We do business because we want to earn. And accounting is the way to learn how much we earn through our business as it is all about keeping financial accounts. So accounting is always, and will always be part of running businesses.

What does accounting account for?

Accounting makes businesses a blueprint or a clear picture of the three significant financial statements: income statement, balance sheet, and the cash flow statement. Through accounting, the company realizes substantial figures reflecting profit, sales, revenues, taxes, credits, and other financial matters. To observe balance with the financial activities and resources of a business, these financial statements are released regularly to track its economic progress and management/mismanagement.

Kinds of Accounting (According to Purpose)

Generally, there are two kinds of accounting: financial accounting (recording and communication of economic information under the GAAP), and managerial accounting (the record and communication of economic information that may or may not be following GAAP).

Accounting Methods

Accounting can be done on a cash basis (or the cash basis accounting) or an accrual basis. Cash basis accounting and accrual accounting are some of the principles in accounting to guide financial institutions.

Cash Basis Accounting

Novice and veteran businesspeople alike, at least once in their lives, have tried cash basis accounting with or without them knowing it. Cash basis accounting is the traditional way of recording accounting transactions for revenues and expenses only when the corresponding cash is paid out and received.

Advantages of Cash Basis Accounting

Cash basis accounting is known to be the simplest method of accounting as you only record expenses and revenues. More often than not, this approach of accounting does not require business owners to hire an accountant as this can be quickly done and understood by them.

Cash Basis Accounting is useful for:

-small business

-personally-managed business

-low stock levels activity

Moreover, cash basis accounting will help entrepreneurs with their small businesses to be aware of their financial progress with ease as they diligently note their expenses and revenues on actual transactions.

Disadvantages of Cash Basis Accounting

As handy as it is, though, cash basis accounting is not the usual practice among more significant business entities. Here’s why:

cash basis accounting is not accepted under international accounting standards like the Generally Accepted Accounting Principles (GAAP) and the International Financial Reporting Standards (IFRS);

it does not keep tracking of your payables and receivables (no accounts receivable and accounts payable);

more significant business enterprises use more complex accounting principles that cash basis accounting doesn’t account for; and

it can give an inaccurate record of profits as revenues may be realized in a different period in which related expenses are achieved.

Who should try cash-basis accounting?

Cash basis accounting can be best practiced by small starting business entities and companies that would want to maintain low-key accounting measures.

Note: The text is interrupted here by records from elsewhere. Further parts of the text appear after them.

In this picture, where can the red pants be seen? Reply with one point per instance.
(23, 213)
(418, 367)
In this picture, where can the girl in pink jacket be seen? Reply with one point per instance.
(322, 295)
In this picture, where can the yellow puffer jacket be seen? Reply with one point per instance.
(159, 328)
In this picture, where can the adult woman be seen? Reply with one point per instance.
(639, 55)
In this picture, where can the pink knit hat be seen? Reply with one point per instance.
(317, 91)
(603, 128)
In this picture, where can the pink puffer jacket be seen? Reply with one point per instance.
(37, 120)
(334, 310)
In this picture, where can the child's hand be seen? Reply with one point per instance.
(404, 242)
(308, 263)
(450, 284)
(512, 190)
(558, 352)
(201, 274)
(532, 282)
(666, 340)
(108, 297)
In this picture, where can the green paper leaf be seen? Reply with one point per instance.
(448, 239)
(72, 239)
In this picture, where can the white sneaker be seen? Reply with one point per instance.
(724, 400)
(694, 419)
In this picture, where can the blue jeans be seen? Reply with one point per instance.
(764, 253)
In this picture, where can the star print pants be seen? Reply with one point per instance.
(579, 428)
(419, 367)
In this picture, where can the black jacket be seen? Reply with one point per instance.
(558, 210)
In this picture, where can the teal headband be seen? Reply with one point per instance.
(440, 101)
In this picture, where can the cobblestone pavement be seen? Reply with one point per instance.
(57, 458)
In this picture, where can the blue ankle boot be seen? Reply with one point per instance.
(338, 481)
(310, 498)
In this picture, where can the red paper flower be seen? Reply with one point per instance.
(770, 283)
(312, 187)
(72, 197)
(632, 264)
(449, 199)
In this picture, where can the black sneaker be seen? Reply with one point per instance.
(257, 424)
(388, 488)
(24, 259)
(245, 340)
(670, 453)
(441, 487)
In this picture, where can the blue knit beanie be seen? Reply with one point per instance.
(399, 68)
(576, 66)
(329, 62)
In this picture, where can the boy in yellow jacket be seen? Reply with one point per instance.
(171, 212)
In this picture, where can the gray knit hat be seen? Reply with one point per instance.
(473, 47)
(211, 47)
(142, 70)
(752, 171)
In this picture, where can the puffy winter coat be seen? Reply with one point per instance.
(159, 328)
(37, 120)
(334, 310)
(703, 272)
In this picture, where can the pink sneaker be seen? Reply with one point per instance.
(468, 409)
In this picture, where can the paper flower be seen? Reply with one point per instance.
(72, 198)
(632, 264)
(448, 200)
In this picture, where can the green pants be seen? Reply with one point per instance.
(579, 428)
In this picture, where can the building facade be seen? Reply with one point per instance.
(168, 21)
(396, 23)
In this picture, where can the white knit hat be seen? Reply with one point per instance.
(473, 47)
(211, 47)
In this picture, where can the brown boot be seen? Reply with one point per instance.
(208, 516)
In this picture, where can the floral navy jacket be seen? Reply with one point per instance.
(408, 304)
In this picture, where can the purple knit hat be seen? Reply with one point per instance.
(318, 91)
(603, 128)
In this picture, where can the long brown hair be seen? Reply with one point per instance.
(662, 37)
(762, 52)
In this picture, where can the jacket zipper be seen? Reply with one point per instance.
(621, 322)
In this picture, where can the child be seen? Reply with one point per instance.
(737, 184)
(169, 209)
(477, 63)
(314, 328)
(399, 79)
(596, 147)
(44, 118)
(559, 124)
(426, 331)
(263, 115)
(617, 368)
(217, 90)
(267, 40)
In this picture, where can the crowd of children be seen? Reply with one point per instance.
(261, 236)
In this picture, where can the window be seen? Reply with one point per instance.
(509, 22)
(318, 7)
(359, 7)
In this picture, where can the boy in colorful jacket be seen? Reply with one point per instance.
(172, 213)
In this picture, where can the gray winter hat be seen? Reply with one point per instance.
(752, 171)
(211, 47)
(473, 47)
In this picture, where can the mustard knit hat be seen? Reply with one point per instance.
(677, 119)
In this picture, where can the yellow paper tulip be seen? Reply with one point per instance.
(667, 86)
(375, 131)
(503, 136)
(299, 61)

More notably, as the name suggests, “cash basis” accounting is tailor-fit for cash-based businesses.

If your business is time-bound and observes negotiations and financial transactions within a time-frame, accrual basis accounting is a more suitable accounting method for your accounting measures.

To cap it off, the cash basis accounting approach is the recognition of income when received regardless of when earned and recognition of expense when paid irrespective of when incurred.